青森のニュース

<道しるべ探して>生産の現場 ずっと立つ

捕獲したマグロを船上で締める野呂さん(右)=青森県深浦町の岩崎漁港沖

◎とうほく共創 第2部誇り(中)海を耕す

 青森県深浦町の岩崎漁港から沖に出た。航跡の先に世界遺産白神山地が見える。
 定置網に入った魚影。にわかに活気づく船上。クロマグロに荒々しく木づちが振り下ろされた。
 「この作業をして熟成すると、うま味が増す。マグロの付加価値を高めるために洋上でできる最高の処理方法」と野呂英樹さん(31)が息を弾ませる。
 青森県職員だったが、2年前に転職した。地元の漁業会社「ホリエイ」と水産加工販売「あおもり海山」の営業部長。これが今の名刺だ。
 県職員時代も船上処理の利点を説いて回ったが、伝統の手法にこだわる漁師たちには受け入れてもらえなかった。「今の会社だけは、意義を理解してくれた」と振り返る。

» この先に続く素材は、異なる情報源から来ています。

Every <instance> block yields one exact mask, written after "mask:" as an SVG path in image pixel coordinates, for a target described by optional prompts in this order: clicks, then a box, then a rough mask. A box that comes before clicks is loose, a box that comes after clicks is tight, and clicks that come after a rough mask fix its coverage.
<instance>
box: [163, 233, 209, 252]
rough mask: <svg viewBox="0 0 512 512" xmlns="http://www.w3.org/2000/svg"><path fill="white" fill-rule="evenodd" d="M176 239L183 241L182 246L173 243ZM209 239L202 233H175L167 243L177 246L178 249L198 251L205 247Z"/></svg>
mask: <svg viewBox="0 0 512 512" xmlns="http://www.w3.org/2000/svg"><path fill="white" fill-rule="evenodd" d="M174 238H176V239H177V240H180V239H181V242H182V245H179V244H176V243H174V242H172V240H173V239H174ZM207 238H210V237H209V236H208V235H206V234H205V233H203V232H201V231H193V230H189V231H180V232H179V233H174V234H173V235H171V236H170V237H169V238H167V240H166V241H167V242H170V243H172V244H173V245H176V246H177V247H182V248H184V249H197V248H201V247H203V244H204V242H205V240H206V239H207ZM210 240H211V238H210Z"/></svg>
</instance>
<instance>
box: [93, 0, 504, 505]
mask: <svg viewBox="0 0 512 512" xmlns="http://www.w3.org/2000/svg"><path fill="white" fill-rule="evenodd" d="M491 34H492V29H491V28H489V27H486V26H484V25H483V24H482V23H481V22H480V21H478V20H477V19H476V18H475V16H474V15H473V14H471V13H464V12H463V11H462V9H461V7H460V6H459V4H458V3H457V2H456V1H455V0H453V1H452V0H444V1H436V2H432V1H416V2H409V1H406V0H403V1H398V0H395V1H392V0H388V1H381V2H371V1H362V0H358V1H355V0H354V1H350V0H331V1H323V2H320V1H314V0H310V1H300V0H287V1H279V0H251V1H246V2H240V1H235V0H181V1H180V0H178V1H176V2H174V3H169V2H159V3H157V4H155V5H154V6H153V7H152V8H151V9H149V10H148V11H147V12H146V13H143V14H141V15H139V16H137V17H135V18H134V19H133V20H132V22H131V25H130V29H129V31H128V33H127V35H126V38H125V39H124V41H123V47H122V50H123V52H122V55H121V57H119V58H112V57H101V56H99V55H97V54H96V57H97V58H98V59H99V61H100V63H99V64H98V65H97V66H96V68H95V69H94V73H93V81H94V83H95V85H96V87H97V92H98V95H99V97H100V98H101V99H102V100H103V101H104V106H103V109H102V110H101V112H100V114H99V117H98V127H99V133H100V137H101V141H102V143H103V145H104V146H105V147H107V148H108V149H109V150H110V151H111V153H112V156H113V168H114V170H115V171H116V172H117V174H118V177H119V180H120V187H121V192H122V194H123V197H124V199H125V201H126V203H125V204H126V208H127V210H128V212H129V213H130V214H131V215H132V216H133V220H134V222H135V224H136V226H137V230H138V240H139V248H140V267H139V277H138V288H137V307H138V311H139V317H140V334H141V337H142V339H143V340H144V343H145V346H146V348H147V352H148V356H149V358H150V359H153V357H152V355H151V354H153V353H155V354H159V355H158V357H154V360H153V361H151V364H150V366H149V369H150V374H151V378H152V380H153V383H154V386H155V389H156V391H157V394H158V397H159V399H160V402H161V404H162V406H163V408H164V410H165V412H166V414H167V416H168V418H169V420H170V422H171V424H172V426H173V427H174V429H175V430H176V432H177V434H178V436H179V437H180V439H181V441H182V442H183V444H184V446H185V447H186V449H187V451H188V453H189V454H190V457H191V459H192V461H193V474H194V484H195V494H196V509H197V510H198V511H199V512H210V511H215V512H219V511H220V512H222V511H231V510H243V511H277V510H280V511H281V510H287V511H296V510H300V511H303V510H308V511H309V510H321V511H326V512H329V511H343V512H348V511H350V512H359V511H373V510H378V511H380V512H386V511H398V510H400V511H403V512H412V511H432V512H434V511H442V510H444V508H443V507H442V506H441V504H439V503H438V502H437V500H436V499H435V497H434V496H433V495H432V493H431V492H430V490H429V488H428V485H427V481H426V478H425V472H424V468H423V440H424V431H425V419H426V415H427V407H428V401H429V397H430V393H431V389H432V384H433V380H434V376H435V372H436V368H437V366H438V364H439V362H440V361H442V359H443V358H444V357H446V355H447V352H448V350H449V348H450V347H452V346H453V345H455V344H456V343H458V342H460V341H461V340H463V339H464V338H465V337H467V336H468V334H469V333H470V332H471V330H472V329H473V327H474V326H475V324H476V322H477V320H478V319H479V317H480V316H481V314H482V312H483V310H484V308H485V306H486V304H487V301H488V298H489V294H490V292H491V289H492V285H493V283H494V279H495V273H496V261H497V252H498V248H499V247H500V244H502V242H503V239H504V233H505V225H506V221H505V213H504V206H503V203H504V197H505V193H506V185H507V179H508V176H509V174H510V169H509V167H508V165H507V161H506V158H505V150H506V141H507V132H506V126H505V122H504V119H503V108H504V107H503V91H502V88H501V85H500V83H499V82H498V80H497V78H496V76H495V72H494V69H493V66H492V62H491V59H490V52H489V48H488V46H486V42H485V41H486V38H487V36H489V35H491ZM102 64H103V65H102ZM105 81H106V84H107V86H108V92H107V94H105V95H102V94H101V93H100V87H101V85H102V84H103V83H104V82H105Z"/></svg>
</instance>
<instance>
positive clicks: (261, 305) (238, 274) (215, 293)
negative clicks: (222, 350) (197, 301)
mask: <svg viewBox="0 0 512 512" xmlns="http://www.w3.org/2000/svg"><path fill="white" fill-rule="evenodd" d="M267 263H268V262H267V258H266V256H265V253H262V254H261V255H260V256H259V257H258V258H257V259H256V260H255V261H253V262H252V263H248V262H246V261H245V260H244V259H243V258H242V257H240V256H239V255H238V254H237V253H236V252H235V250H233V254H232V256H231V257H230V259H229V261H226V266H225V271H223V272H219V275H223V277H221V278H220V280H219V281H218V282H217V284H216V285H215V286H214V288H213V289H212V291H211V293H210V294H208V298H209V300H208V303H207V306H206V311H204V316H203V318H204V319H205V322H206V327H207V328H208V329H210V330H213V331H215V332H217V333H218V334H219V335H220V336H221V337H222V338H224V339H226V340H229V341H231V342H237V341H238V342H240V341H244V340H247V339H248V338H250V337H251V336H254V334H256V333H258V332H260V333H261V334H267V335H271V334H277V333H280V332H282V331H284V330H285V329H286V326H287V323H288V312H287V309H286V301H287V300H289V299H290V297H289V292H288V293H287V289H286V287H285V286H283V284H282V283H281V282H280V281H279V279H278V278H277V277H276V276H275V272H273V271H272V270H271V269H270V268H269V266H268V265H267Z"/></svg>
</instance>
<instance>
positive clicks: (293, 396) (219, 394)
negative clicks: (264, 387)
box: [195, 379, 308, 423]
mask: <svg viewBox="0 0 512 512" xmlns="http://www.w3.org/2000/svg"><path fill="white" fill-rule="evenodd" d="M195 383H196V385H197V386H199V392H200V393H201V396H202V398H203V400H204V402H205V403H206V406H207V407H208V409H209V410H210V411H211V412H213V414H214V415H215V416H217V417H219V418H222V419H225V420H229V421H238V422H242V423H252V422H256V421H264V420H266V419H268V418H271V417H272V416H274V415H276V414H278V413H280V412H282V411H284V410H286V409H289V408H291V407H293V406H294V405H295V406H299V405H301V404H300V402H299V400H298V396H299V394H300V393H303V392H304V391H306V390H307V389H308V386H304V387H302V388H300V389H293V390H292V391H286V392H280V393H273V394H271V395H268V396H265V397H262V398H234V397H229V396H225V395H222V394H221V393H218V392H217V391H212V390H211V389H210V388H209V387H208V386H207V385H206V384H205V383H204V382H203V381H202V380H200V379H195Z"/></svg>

 深浦のマグロは、県内トップの漁獲高にもかかわらず、価格で全国ブランド大間産の後じんを拝してきた。知名度と価格の向上という使命が、若き営業部長の双肩に託された。
 東京の百貨店では漁師に店頭販売をさせ、取引先の築地の魚屋には漁をさせる。マグロを1本丸ごとプレゼントする企画や家族向けの定置網漁体験も始めた。
 生産者と販売者と消費者と。トライアングルの真ん中で野呂さんは「通訳者」を標ぼうする。
 会社は昨年、加工・冷凍施設を建造。漁期が限られるマグロを安定した品質で通年出荷できる態勢が整った。
 「ひとまず6次産業化は成った。でも、現場が一番大事なことに変わりはない」と野呂さん。漁師と沖に乗り出す日々が続く。

 大船渡市三陸町吉浜(よしはま)では、若手漁師らが「吉浜元気組」を結成した。高級食材の「吉浜(きっぴん)アワビ」をはじめウニ、ホタテ、ワカメと海の恵みが、東日本大震災からの漁村再生を支える。
 だが「漁師が6次産業化に手を出したら卸や加工で食っている人たちの収入を奪ってしまう。それが幸せか」。
 元気組会長の千葉豪さん(33)が直言する。
 震災からのV字回復を目指し、加工や直販を一手に担って収益を上げようとも考えたが、最終的に事業化を見送った。
 「結局、生産を極めるのが漁師の本分だ」と千葉さんは思う。生産、加工、販売を近隣で分担する暮らしがいい。「コミュニティービジネス」の神髄は、昔から当たり前のようにして浜に息づいていた。
 元気組の面々は今、地元で子ども向け漁業体験に力を注いでいる。「小さい時に地域の誇りを見つけられれば、都会に出ても必ず帰ってくる」。千葉さんの確信だ。25歳で東京から戻った自分がそうだったように。